Amazon has launched a US public beta for a new social watching feature called Watch Party, which enables as many as 100 people to watch programs together in a social experience.
Unlike watch parties using Zoom or Skype, where the host is sharing video content to a videoconference (and if it’s premium video, it’s a piracy use-case), a Amazon Prime subscription is a pre-requisite for Watch Party.
Read further reporting about Watch Party, by Variety
What others are doing
A similar solution comes from Scener, a Seattle-based developer that was spun out of Real Networks. Scener offers a Chrome plugin that hosts legitimate use of premium OTT services for up to 20 people at a time, also with synchronized text and video chat.

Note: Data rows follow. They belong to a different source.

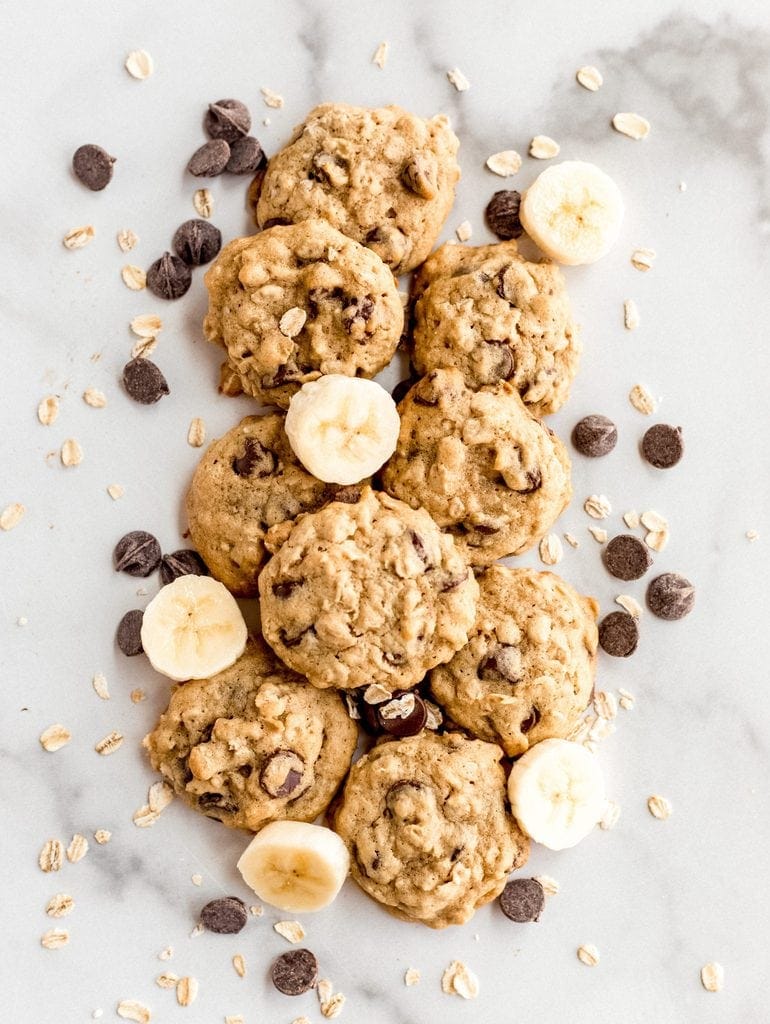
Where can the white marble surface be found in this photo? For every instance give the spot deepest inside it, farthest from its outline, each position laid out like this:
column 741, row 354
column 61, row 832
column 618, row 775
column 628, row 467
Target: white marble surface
column 658, row 898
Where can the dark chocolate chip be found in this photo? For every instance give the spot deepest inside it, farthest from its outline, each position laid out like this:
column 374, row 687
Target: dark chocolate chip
column 295, row 972
column 671, row 596
column 197, row 242
column 183, row 562
column 595, row 435
column 210, row 160
column 662, row 445
column 143, row 381
column 225, row 915
column 169, row 276
column 247, row 156
column 129, row 633
column 93, row 166
column 627, row 558
column 227, row 119
column 137, row 553
column 522, row 900
column 618, row 634
column 503, row 214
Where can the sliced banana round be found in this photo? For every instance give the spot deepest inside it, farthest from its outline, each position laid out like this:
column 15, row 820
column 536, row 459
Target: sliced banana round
column 342, row 429
column 193, row 629
column 572, row 211
column 556, row 791
column 295, row 865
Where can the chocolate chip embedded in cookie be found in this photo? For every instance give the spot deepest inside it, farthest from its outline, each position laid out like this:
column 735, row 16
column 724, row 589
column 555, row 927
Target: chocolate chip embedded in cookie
column 254, row 743
column 526, row 673
column 384, row 177
column 496, row 316
column 361, row 593
column 428, row 828
column 294, row 303
column 487, row 471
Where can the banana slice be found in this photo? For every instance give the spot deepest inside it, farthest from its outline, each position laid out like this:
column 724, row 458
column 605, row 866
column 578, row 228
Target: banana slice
column 572, row 211
column 557, row 793
column 342, row 428
column 295, row 866
column 193, row 629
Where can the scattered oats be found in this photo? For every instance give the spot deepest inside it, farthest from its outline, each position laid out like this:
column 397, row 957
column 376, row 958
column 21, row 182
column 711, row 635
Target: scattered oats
column 291, row 930
column 51, row 856
column 139, row 65
column 641, row 399
column 630, row 314
column 551, row 550
column 633, row 125
column 110, row 743
column 381, row 55
column 54, row 938
column 59, row 905
column 78, row 237
column 659, row 807
column 271, row 98
column 505, row 163
column 72, row 453
column 544, row 147
column 48, row 410
column 713, row 977
column 588, row 954
column 590, row 78
column 54, row 737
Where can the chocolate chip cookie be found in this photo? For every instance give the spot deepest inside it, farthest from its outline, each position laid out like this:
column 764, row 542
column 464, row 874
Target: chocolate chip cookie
column 385, row 177
column 254, row 743
column 246, row 482
column 428, row 827
column 526, row 673
column 366, row 593
column 488, row 472
column 293, row 303
column 497, row 316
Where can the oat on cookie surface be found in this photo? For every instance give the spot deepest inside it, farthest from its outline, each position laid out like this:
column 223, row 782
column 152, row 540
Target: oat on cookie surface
column 487, row 471
column 385, row 177
column 526, row 673
column 365, row 593
column 292, row 303
column 428, row 828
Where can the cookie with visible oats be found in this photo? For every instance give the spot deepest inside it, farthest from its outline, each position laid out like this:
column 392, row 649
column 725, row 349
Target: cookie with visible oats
column 527, row 671
column 384, row 176
column 293, row 303
column 254, row 743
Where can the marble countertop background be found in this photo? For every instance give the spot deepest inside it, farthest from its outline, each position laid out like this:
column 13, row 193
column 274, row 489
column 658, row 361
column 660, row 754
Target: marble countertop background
column 657, row 898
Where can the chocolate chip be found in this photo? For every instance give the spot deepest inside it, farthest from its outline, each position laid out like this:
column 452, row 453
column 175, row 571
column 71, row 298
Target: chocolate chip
column 247, row 156
column 671, row 596
column 662, row 445
column 595, row 435
column 169, row 276
column 137, row 553
column 227, row 119
column 502, row 214
column 129, row 633
column 210, row 159
column 618, row 634
column 143, row 381
column 282, row 773
column 93, row 166
column 627, row 558
column 197, row 242
column 522, row 900
column 183, row 562
column 295, row 972
column 225, row 915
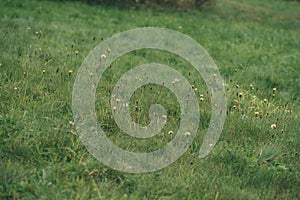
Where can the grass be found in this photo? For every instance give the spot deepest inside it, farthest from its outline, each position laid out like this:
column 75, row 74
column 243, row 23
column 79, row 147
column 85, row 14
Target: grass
column 256, row 47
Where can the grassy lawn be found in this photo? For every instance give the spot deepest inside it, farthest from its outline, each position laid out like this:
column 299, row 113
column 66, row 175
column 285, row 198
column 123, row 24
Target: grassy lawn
column 255, row 45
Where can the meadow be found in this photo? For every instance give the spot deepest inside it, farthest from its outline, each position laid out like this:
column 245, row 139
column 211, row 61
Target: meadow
column 255, row 45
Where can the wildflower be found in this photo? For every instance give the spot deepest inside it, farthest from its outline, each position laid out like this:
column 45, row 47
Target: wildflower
column 71, row 123
column 289, row 110
column 187, row 133
column 273, row 126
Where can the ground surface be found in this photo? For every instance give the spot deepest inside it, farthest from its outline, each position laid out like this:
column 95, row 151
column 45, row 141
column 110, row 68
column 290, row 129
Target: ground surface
column 255, row 44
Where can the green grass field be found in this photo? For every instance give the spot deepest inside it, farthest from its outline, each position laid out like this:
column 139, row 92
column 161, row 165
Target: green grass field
column 255, row 45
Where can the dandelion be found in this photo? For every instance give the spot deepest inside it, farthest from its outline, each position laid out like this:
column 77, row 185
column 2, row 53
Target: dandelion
column 187, row 133
column 273, row 126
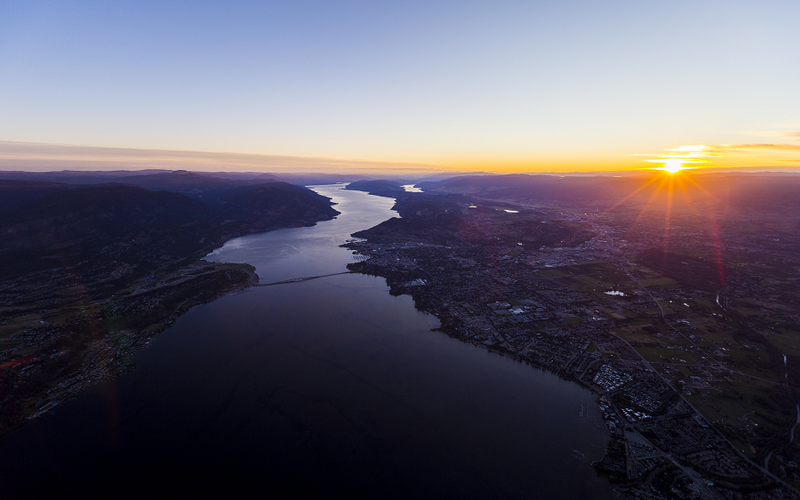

While Scener is not Amazon Prime-specific – it works with Netflix and others – it does require Google’s Chrome browser.
Another entry is Hulu’s recently introduced eight-at-a-time Watch Party feature.
Why it matters
Subscriber-only social viewing hasn’t yet been tried by pay TV operators who are focused on (or more accurately stated, distracted by the need to maintain) customer retention. I would venture that pay TV providers should embrace ways to encourage legal social watching for exactly that reason.
Twitch, Caffeine and the esports phenomenon show us that consumers do enjoy the social video experience.
While Twitch and Caffeine complement a game-centric experience with limited entertainment programming from their respective owners, Amazon Prime Watch Party, Scener and Hulu are purely programming-centric.